As histórias de Harry Potter, em suas jornadas estereotipadas que terminam a cada ano com o triunfo do amor sobre a morte na presença de um símbolo de Cristo, encontram seu poder e popularidade na ressonância que criam em nossos corações. Nós nos conectamos com eles porque eles apontam para o Mito Verdadeiro que nos eleva acima das preocupações mundanas do ego.

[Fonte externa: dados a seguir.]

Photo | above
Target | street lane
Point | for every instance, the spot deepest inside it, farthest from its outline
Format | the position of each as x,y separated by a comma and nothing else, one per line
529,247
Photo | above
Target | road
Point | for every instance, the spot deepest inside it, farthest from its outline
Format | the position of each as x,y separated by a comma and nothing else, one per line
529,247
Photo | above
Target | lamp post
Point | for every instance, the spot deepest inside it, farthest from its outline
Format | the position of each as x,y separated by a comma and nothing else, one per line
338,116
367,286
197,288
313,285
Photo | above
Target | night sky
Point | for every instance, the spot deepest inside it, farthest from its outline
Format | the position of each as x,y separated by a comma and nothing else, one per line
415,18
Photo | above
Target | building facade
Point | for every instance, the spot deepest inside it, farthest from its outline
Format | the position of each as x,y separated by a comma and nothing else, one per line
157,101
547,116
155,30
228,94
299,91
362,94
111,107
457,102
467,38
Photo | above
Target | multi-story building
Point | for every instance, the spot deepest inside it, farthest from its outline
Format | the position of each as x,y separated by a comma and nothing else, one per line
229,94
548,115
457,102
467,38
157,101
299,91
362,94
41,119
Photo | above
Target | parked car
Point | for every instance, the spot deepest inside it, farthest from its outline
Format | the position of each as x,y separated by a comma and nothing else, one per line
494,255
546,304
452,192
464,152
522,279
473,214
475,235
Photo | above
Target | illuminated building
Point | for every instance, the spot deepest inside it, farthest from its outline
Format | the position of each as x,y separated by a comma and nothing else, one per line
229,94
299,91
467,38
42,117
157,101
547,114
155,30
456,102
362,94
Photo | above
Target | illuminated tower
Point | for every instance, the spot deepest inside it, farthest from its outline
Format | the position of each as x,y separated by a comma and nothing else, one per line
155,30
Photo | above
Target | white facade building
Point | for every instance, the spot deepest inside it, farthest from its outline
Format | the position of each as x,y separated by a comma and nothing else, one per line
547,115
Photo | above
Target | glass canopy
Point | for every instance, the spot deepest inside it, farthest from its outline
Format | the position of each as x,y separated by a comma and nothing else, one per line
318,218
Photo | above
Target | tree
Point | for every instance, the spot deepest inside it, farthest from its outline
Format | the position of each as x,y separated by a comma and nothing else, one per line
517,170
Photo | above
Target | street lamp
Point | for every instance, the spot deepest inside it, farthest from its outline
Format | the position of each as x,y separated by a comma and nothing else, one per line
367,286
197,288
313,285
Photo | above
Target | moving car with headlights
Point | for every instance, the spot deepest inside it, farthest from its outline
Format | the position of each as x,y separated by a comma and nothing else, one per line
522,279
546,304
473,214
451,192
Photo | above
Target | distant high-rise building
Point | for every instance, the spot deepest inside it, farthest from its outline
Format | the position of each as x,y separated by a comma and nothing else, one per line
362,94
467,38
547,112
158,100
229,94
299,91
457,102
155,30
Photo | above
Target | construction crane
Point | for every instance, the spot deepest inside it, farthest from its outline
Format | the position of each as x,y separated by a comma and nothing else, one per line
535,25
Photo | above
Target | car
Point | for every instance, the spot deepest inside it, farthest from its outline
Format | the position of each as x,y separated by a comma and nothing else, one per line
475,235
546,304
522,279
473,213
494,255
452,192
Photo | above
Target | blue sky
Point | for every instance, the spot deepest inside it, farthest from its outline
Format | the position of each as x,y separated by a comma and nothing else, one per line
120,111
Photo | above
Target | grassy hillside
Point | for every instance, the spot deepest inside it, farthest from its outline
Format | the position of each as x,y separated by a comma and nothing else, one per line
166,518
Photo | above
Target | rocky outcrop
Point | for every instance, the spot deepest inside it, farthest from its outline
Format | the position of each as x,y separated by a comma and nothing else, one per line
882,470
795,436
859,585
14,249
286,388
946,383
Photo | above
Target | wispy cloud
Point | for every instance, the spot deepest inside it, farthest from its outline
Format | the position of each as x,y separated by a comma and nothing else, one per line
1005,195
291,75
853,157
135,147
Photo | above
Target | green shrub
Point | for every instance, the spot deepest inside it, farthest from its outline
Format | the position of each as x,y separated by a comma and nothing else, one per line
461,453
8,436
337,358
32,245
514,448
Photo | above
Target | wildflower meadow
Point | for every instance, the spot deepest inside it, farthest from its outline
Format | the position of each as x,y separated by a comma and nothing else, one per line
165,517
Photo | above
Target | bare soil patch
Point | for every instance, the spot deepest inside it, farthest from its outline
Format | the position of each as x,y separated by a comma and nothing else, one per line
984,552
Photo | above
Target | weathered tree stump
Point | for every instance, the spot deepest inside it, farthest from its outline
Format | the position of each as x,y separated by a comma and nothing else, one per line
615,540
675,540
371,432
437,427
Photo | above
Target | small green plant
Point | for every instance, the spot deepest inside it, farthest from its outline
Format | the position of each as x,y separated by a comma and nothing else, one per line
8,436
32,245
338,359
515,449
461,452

Outro eco do ensino cristão no final de Quirrell/Voldemort está na queimadura das mãos e da pele de Quirrell quando eles fazem contato com Harry; Quirrell queima e morre em agonia. Rowling conta aqui em forma de literatura a doutrina cristã tradicional sobre o julgamento de Deus e a natureza do Céu e do Inferno. Um teólogo cristão explica desta forma:

“Deus é verdade e luz. O julgamento de Deus nada mais é do que entrar em contato com a verdade e a luz. No dia do Grande Julgamento, todos os homens aparecerão nus diante desta penetrante luz da verdade. Os “livros” serão abertos. O que são esses “livros”? Eles são nossos corações. Nossos corações serão abertos pela penetrante luz de Deus, e o que há nesses corações será revelado. Se nesses corações houver amor por Deus, esses corações se alegrarão em ver a luz de Deus. Se, ao contrário, houver ódio a Deus nesses corações, esses homens sofrerão ao receber em seus corações abertos esta luz penetrante da verdade que eles detestaram por toda a vida”. (Alexandre Kalomiros, River of Fire (Montreal: Monastery Press, 1982), 18.)

Outro teólogo explica:

“O próprio Deus é recompensa e punição. Todos os homens foram criados para ver Deus incessantemente em sua glória incriada. Se Deus será para cada homem o Céu ou o Inferno, recompensa ou punição, isso dependerá da resposta do homem ao amor de Deus e da transformação do homem do estado de amor egoísta e egocêntrico para o amor semelhante a Deus que não busca seus próprios fins. [...] O propósito principal do Cristianismo Ortodoxo, então, é preparar seus membros para a experiência que todo ser humano terá, mais cedo ou mais tarde”. (John Romanides, Franks, Romans, Feudalism, and Doctrine (Brookline, Mass .: Holy Cross Orthodox Press, 1982), 46.)

Fonte: John Granger, How Harry Cast His Spell, Tyndale House Publishers, Carol Stream, Illinois, EUA, 2008.